On Tue, Nov 07, 2006 at 08:03:40AM +0900, David Vallner wrote:
> pdg wrote:
> > Hi All,
> > 
> > As a first exercise with Ruby, I am going through the Pickaxe book and
> > creating a jukebox. I haven't even tried to create an array of songs
> > yet, because I got distracted and wanted to work this out. I am trying
> > toi feed in the data from my iTunes xml file to it to get the data, I
> > can get it to work if I delete most of the xml file, but when it's 5-6
> > gig, 
> 
> OMFG. That's a -huge- XML file. Probably all of my MP3s together would
> fit into there with base64-encoded contents :P
> 
> > rexml just seems to die. I have vaguely heard that stream parsing
> > may be the answer, but am totally unaware of how to use it.
> > 
> 
> Well, time to learn. I probably never even saw a computer that could
> handle a XML file that size using straightforward DOM parsing - which
> normally "blows up" the original XML document's size in bytes five times
> and more. And REXML definitely doesn't have performance of any kind
> amongst its qualities. (And for completeness' sake, I never 'clicked'
> with the API either, but I'm a minority there.)
> 
> You want a Ruby binding to a stream or pull parser - to my best
> knowledge, REXML is neither. That means libxml2, expat, or Xerces.
> Compiling Required - I think the one-click installer comes with one of
> these, buggered if I know which.

Ruby comes with a pull parser in the standard lib:
  http://ruby-doc.org/stdlib/libdoc/rexml/rdoc/classes/REXML/Parsers/PullParser.html

I would give it a try on a document that large.

> 
> After that, Google is your friend. Look at the documentation to
> whichever parser you decided to use and use that - personally, I don't
> do much / no non-tree XML parsing at all, so I'm mainly guessing around
> on this.

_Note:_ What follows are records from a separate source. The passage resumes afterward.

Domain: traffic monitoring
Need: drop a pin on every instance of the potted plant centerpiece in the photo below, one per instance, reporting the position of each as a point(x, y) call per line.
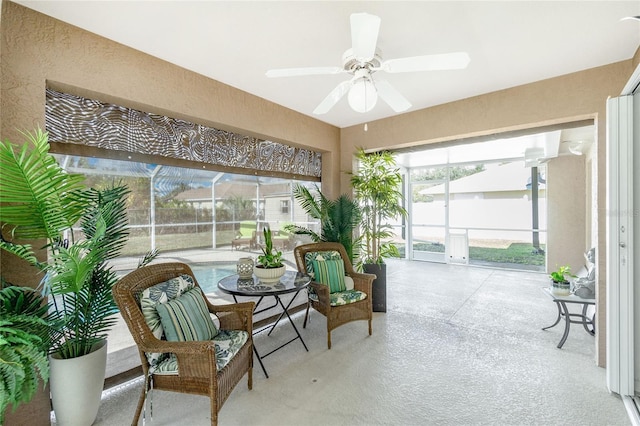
point(377, 189)
point(269, 268)
point(41, 202)
point(560, 285)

The main difference is that while with REXML, you can
> arbitrarily look around the XML document, with stream and pull parsing,
> you can only process the document in order, and have to keep the state
> of that processing (e.g. which track you're currently "working on") in
> your Ruby code.
> 
> David Vallner
> 

-- 
Aaron Patterson
http://tenderlovemaking.com/